Le falot est tout-à-la-fois une commodité & une sûreté pour ceux qui rentrent tard chez eux ; le fallot vous conduit dans votre maison, dans votre chambre, fût-elle au septieme étage, & vous fournit de la lumiere quand vous n’avez ni domestique, ni servante, ni allumettes, ni amadou, ni briquet : ce qui n’est pas rare chez les garçons, coureurs de spectacles & batteurs de boulevards. D’ailleurs ces clartés ambulantes épouvantent les voleurs & protegent le public presqu’autant que les escouades du guet.
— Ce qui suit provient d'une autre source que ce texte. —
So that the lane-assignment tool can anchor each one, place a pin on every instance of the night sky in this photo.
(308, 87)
Ces rôdeurs, tenant lanterne allumée, sont attachés à la police, voient tout ce qui se passe ; & les filoux qui dans les petites rues voudroient interroger les serrures, n’en ont plus le loisir devant ces lumieres inattendues.

Elles se joignent aux réverberes pour éclairer le pavé. Il est devenu beaucoup plus sûr depuis qu’on a imaginé de lancer dans tous les quartiers ces phares qu’on apperçoit de loin, qui vous guident dans les ténebres, qui suppléent aux accidens & à l’invigilance du luminaire public.

À la sortie des spectacles, ces porte-falots sont les commettans des fiacres ; ils les font avancer ou reculer, selon la piece qu’on leur donne. Comme c’est à qui en aura, il faut les payer grassement, sans quoi vous ne voyez ni conducteurs ni chevaux. Ces drôles alors s’égaient entr’eux. Quand ils voient sortir un Gascon bien sec avec ses bas tout crottés, ils croisent leurs feux pour éclairer sa triste figure, & puis ils lui crient aux oreilles : monseigneur veut-il son équipage ? Comment se nomme le cocher de monseigneur ? Ils distribuent à tous les fantassins dont ils se moquent les titres de M. le comte, de M. le marquis, de M. le duc, de milord. Un épétier est un colonel ; & un clerc de notaire en appétit, qui file précipitamment en cheveux longs, pour arriver à table avant le dessert, ces polissons le poursuivent en l’appellant M. le président.

Le porte-fanal se couche très-tard, rend compte le lendemain de tout ce qu’il a apperçu. Rien ne contribue mieux à entretenir l’ordre & à prévenir plusieurs accidens, que ces fanaux qui circulant de côté & d’autre, empêchent par leur subite présence les délits nocturnes. D’ailleurs, au moindre tumulte ils courent au guet, & portent témoignage sur le fait.

Il n’y a que leur cri qui soit fatigant ; mais si le falot crie la nuit, qui ne crie pas dans le jour ? Le petit peuple est naturellement braillard à l’excès ; il pousse sa voix avec une discordance choquante. On entend de tous côtés des cris rauques, aigus, sourds. Voilà le maquereau qui n’est pas mort ; il arrive, il arrive ! Des harengs qui glacent, des harengs nouveaux ! Pommes cuites au four ! Il brûle, il brûle, il brûle ! Ce sont des gâteaux froids. Voilà le plaisir des dames, voilà le plaisir ! C’est du croquet. À la barque, à la barque, à l’écailler ! Ce sont des huîtres. Portugal, Portugal ! Ce sont des oranges.

Joignez à ces cris les clameurs confuses des frippiers ambulans, des vendeurs de parasols, de vieille ferraille, des porteurs d’eau. Les hommes ont des cris de femmes, & les femmes des cris d’hommes. C’est un glapissement perpétuel ; & l’on ne sauroit peindre le ton & l’accent de cette pitoyable criaillerie, lorsque toutes ces voix réunies viennent à se croiser dans un carrefour.

Le ramonneur & la marchande de merlans chantent encore ces cris discordans en songe quand ils dorment, tant l’habitude leur en fait une loi.

Non, jamais le peuple Parisien n’a connu la douce euphonie ; & son oreille, incessamment déchirée & non révoltée, est la plus étrangere à toute expression musicale. Aussi dans les spectacles n’a-t-il point le sentiment de la mélodie, & le plus souvent même de l’harmonie. Et puisque nous sommes à citer des mots grecs, l’euthymie ne lui appartient pas plus que la connoissance de la bonne musique ; mais il rencontre quelquefois l’eutrapelie.

Voilà trois phrases qui sentent bien le pédant, dira-t-on. Pardonnez, lecteur ; je sors de converser avec un traducteur des Grecs, qui vit dans l’ancienne Athenes, & qui ne veut pas connoître mon Paris. Je lui renvoie sa balle à l’article Falots.